Check the tire pressure frequently to keep the recommended level. Partially deflated tires absorb more energy, decrease the cart’s range, and wear out the tires quicker. You’ll see the recommended pressure on the tire’s sidewall. If you utilize your cart mainly on roads, buy street-legal tires with tread. Balloon Turf Tires wear out earlier and don’t stop well on wet streets. Appropriate toe-in ensures that the front wheels are pointing slightly inward to decrease wear.
Golf Cart Brakes
Most golf carts may travel at speeds between 15-25 miles, which makes an efficient and functioning braking system an absolute requirement. Inspect the brake shoes, wires, and hydraulic brake fluid semiannually.
For street-legal golf carts equipped with a light bundle, check turn signals, brake lights, and headlights frequently. If all your lights aren’t functioning, inspect the 12-volt fuse first. Consult the operator’s manual for the fuse place.
Ask your golf cart manual for specific lubrication recommendations. The Club Car manual, for instance, recommends lubricating front suspension quarterly. Remove the plug and put your finger inside and see if you draw oil.
Mirrors (side and rearview)
Secure the screws to be sure they remain in place.
The steering wheel rack and pinion ought to be greased annually. Inspect the steering yoke system to be sure all bolts are tight.
Gauges & Instruments
- As the batteries get older, these gauges are less precise. Use a battery load tester for an accurate reading.
- Engine inspection and maintenance require special tools and a basic understanding of an engine tune-up.
- Inspect the motor for any signs of oil leaks
- Regularly check engine oil levels and change oil at appropriate intervals
- Check and adjust valve clearance on engines which allow it
- Inspect drive, starter, and generator straps for excess wear. Tighten if desired
- Inspect linkages in the accelerator pedal to the carburetor
- Check engine compression (requires engine compression tester)

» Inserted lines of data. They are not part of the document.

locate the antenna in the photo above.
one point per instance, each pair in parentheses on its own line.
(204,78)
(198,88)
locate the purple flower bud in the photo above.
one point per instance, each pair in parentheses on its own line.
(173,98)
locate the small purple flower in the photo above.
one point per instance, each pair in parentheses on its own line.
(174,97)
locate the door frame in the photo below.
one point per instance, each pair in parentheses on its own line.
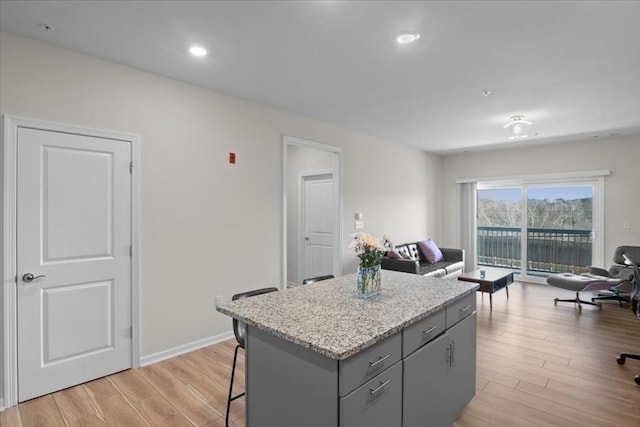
(8,207)
(302,179)
(337,175)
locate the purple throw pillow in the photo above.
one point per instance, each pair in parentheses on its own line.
(430,251)
(394,254)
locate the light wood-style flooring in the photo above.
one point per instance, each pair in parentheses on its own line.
(538,365)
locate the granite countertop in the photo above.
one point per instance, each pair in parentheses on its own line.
(329,318)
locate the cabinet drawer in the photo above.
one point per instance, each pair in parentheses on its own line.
(377,403)
(460,309)
(364,366)
(420,333)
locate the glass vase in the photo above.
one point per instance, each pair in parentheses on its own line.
(368,281)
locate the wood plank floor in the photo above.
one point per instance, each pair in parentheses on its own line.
(538,365)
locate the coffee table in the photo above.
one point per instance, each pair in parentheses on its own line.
(494,279)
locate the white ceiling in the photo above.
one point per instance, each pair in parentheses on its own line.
(571,67)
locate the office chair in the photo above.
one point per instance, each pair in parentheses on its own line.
(240,330)
(316,279)
(619,271)
(635,306)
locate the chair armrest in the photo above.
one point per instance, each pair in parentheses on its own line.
(404,265)
(452,254)
(599,271)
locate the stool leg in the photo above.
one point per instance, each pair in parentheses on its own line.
(233,372)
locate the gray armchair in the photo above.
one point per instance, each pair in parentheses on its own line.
(619,270)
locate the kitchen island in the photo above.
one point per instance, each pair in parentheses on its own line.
(316,355)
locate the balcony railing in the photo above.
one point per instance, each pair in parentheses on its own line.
(548,250)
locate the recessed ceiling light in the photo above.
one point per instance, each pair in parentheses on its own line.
(405,38)
(518,128)
(197,51)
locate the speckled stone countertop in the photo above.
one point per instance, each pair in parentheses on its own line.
(329,318)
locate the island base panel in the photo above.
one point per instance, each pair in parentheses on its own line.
(287,384)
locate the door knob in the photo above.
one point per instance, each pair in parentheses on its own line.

- Check spark plug for wear or replace
- Clean or replace the air filter
- Replace the oil filter
- Check the fuel filter for debris or replace
- Look for starter/generator brushes use. Replace if needed
- Assess the points and condenser on older versions. Replace if needed
- Assess and correct timing, as required, if conducting demandingInspect, test, and maintain the batteries as recommended for an electric golf cart
- In addition to routine maintenance processes, the gas golf cart engine might sometimes require troubleshooting. Here are some tips for solving fundamental engine problems:
- For an engine that doesn’t turn over when you attempt to start it, check the gas .
- Then check the battery cables for fraying or rust. Be sure they are tightly connected.
- Check the spark plug wires for cracks, fractures, or disconnects. Remove the spark plugs and make sure that the gap is set properly. If they’re blackened or burnt, then replace them.
- Check the air filter element to be certain it’s not clogged with dust.
- Finally, check all of the gas lines coming from the gas tank and moving into the engine. If these lines have leaks, the motor might not be getting enough gas to keep it running. Inspect the gas filter. A clogging filter can cause the motor to operate roughly or not run in any way.
- Even though a DIY mechanic can manage preventative maintenance, servicing your golf cart yearly with a trained technician guarantees that no maintenance procedure was overlooked.
A golf cart requires routine maintenance to ensure trouble-free functionality. Whether your cart is used for golfing or as a utility vehicle or is electric or gas, after a regular maintenance schedule is quite important. It will protect against downtime and costly repairs and provide you years of dependable service. Follow the manufacturer’s recommendations for your home garage maintenance, but do not be afraid to seek advice from an expert when required.